In a results update last week, the Norwegian-based fertiliser producer Yara said that “global farm margin outlooks and incentives for fertiliser application remain supportive (for prices) overall”. Clearly, the Europe’s largest fertiliser producer is seeing market justification for increasing fertiliser prices.

This confirms what has been happening for a number of years. Pricing has moved away from a cost-plus-margin model to one that is driven by market demand and what it can bear. As fertiliser demand has picked up around the world, the pendulum of pricing has swung back in favour of global producers.

Reference point

Yara noted that Chinese urea prices are a key reference point for global nitrogen pricing. It blamed higher production costs in China, which has resulted in significant curtailments and reduced exports from the country which is tightening global supply and causing prices to rise.

However, urea capacity has increased outside China in other key producing regions. Yara noted that this is above historical trend consumption growth rates.
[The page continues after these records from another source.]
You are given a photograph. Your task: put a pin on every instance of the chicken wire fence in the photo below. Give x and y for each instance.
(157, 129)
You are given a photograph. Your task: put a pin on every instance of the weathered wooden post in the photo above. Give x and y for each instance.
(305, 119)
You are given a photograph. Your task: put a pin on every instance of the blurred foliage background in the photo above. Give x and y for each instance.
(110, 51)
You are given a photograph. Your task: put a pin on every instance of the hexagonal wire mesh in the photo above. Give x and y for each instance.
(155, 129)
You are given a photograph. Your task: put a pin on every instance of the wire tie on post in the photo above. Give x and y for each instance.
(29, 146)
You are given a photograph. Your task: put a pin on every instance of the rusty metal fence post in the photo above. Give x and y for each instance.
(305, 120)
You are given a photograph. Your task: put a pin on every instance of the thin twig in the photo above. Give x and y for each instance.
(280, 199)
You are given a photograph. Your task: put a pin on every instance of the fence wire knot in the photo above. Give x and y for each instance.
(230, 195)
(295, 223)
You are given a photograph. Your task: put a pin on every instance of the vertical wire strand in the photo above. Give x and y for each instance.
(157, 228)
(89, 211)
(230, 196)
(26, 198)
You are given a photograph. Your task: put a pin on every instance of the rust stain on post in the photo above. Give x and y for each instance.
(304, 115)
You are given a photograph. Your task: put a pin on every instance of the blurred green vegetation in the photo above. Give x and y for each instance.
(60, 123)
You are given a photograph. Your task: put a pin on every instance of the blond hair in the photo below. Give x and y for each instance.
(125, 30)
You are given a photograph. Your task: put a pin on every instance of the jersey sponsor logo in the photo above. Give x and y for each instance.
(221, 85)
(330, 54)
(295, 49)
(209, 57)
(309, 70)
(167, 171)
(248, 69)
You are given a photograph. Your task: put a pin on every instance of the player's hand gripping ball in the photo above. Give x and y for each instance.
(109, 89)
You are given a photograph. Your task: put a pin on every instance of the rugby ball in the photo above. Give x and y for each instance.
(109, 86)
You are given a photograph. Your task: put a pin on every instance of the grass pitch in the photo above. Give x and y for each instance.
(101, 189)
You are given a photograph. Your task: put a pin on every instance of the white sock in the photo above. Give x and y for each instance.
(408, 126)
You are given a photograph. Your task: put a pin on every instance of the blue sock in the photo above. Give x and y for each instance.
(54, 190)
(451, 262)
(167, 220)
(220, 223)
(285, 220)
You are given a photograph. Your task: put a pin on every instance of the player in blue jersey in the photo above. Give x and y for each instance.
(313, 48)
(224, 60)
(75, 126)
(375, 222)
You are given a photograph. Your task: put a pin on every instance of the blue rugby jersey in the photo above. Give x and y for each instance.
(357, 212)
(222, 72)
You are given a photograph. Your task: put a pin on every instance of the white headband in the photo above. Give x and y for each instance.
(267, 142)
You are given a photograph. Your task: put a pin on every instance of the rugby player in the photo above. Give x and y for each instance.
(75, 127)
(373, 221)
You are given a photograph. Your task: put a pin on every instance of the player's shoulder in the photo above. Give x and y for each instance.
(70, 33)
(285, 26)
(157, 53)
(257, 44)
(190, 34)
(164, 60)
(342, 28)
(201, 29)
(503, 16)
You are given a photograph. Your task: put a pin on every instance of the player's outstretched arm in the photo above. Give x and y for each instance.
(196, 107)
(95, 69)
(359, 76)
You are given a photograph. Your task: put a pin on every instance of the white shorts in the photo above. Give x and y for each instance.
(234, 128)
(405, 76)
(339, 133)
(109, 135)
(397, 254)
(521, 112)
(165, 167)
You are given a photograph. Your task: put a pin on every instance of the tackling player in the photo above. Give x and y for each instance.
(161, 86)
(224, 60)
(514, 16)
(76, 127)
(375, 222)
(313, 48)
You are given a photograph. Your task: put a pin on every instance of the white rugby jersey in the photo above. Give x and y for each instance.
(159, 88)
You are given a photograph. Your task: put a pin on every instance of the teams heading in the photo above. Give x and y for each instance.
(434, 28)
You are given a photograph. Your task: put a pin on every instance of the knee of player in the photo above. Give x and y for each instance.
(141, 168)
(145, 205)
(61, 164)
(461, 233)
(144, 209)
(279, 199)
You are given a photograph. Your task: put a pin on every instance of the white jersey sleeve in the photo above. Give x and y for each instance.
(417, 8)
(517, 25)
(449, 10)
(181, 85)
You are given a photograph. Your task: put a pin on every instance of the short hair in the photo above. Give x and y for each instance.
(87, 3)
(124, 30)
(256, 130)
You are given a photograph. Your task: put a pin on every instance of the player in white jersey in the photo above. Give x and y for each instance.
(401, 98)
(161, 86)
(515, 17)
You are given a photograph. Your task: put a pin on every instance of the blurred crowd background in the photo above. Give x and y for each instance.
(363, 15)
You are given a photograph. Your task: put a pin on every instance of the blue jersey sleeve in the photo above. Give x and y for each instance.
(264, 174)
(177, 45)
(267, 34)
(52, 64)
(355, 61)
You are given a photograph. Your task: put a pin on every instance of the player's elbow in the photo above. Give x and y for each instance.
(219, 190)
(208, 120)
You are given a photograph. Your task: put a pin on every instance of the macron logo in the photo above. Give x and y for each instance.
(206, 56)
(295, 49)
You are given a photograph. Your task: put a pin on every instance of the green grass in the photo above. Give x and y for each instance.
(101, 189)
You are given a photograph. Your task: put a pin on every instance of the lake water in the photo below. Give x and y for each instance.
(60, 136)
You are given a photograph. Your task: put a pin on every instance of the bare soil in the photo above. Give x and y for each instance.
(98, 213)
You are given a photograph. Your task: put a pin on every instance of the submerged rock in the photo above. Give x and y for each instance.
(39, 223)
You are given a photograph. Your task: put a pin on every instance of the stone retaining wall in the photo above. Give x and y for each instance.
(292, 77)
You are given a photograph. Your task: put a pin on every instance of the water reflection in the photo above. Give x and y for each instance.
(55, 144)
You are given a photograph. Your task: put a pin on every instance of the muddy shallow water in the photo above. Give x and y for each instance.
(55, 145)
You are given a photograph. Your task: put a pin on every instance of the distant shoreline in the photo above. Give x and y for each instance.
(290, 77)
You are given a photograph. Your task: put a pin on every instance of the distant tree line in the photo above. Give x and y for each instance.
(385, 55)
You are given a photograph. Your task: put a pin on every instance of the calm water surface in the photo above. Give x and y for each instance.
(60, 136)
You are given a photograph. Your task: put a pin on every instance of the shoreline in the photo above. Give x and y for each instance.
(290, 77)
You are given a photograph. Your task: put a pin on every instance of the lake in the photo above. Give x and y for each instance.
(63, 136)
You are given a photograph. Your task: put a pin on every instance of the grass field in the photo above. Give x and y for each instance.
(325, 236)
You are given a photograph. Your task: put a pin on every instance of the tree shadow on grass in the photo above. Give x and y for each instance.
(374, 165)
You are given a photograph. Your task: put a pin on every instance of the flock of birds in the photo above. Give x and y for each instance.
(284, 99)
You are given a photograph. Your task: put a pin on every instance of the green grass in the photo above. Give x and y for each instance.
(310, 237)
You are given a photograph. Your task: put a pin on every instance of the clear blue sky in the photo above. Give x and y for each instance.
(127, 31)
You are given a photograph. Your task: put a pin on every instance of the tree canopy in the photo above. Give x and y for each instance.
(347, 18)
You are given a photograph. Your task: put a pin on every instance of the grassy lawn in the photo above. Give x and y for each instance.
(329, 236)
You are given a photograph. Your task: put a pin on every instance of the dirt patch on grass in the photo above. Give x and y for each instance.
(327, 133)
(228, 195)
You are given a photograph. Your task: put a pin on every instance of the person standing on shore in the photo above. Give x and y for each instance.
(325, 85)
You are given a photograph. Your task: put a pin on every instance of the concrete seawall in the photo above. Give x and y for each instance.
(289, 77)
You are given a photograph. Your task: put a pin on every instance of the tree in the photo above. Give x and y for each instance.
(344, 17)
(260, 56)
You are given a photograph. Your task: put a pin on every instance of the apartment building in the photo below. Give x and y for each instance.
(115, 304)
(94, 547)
However, it said that the reduced availability from China and the higher cost of Chinese urea was offsetting the over-supply elsewhere in the world.

urea from other locations is currently priced at a discount to Chinese product

The lower exports of Chinese urea are also driving higher price volatility, according to Yara, as global market demand for Chinese product fluctuates through the year.

It noted that urea from other locations is currently priced at a discount to Chinese product, but only a modest improvement in global demand could push global prices closer to Chinese levels. Yara’s report concludes that such a scenario is likely, given the approaching spring application period.

In Europe, season-to-date nitrogen industry deliveries are in line with a year earlier, while producer stocks are below the five-year average. So far in the first quarter, Yara’s European nitrogen deliveries are slightly behind the same period a year earlier.

Based on current forward markets for oil and natural gas, Yara's spot energy costs for the next two quarters are expected to rise around €54m.

Yara’s outlook for supportive agricultural markets and its expected increased energy costs, coupled with a need to improve margins, looks like farmers should prepare themselves for further price increases.